Treatment of Hypoxic-Ischemic Brain Injury in Newborn Rats with TPCK 3 h after Hypoxia Decreases Caspase-9 Activation and Improves Neuropathologic Outcome

Abstract

N-Tosyl-L-phenylalanyl-chloromethyl ketone (TPCK) reduces apoptosis in vitro. Pretreatment with TPCK reduces brain injury. Would treatment after injury reduce damage?
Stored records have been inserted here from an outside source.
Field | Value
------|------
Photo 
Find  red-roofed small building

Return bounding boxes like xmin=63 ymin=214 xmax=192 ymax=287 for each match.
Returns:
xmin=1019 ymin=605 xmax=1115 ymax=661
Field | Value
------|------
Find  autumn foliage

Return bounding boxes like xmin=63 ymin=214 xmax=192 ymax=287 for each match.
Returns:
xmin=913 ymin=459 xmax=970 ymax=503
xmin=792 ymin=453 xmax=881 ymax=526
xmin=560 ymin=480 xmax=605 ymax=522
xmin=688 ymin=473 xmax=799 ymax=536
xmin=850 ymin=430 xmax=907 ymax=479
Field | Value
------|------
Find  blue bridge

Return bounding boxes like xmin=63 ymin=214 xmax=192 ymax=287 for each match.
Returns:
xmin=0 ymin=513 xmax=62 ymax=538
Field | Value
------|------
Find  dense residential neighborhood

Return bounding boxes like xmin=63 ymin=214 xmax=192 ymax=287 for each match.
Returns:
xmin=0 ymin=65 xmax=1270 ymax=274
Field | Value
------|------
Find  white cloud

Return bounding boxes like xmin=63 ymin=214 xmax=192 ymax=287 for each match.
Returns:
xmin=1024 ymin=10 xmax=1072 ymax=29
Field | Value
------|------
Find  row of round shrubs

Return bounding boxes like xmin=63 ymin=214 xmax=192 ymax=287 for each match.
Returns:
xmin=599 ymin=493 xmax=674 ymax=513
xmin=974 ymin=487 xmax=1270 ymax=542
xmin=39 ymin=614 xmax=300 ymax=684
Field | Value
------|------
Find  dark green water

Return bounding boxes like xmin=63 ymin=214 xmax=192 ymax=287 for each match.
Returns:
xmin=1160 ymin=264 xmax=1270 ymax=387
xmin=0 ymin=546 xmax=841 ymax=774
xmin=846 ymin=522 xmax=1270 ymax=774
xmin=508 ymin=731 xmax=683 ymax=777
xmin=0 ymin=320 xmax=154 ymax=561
Seven-day-old rats had the right carotid artery ligated and were subjected to 2.5 h of 8% oxygen and were treated intraperitoneally 3 h after hypoxia with 10 mg/kg of TPCK or vehicle. Brain damage was measured 22 days after injury. bcl-2, bax, and cytochrome c where measured by Western blot 24 h after injury. Caspase-9 and caspase-3 activity were measured enzymatically 24 h after injury. Treatment with TPCK reduced the loss of the right hemisphere caused by injury from 27.6 ± 2.8% SEM (vehicle, n = 56) to 19.8 ± 2.8% (TPCK, n = 61, p < 0.05). Hypoxic ischemia increased cytosolic cytochrome c from 0.25 ± 0.04 to 0.4 ± 0.04 optical density (OD; p < 0.05), but TPCK had no effect (0.31 ± 0.03 OD). TPCK reduced caspase-9 activity from 72 ± 30 to 43 ± 5 fluorescence units/h/mg (p < 0.05 vs. vehicle), and caspase-3 activity from 66 ± 10 to 39 ± 3.7 fluorescence units/h/mg (p < 0.05 vs. vehicle). Treatment with TPCK 3 h after hypoxic ischemia reduced brain infarct size. TPCK may act by reducing caspase-9 activation by cytochrome c.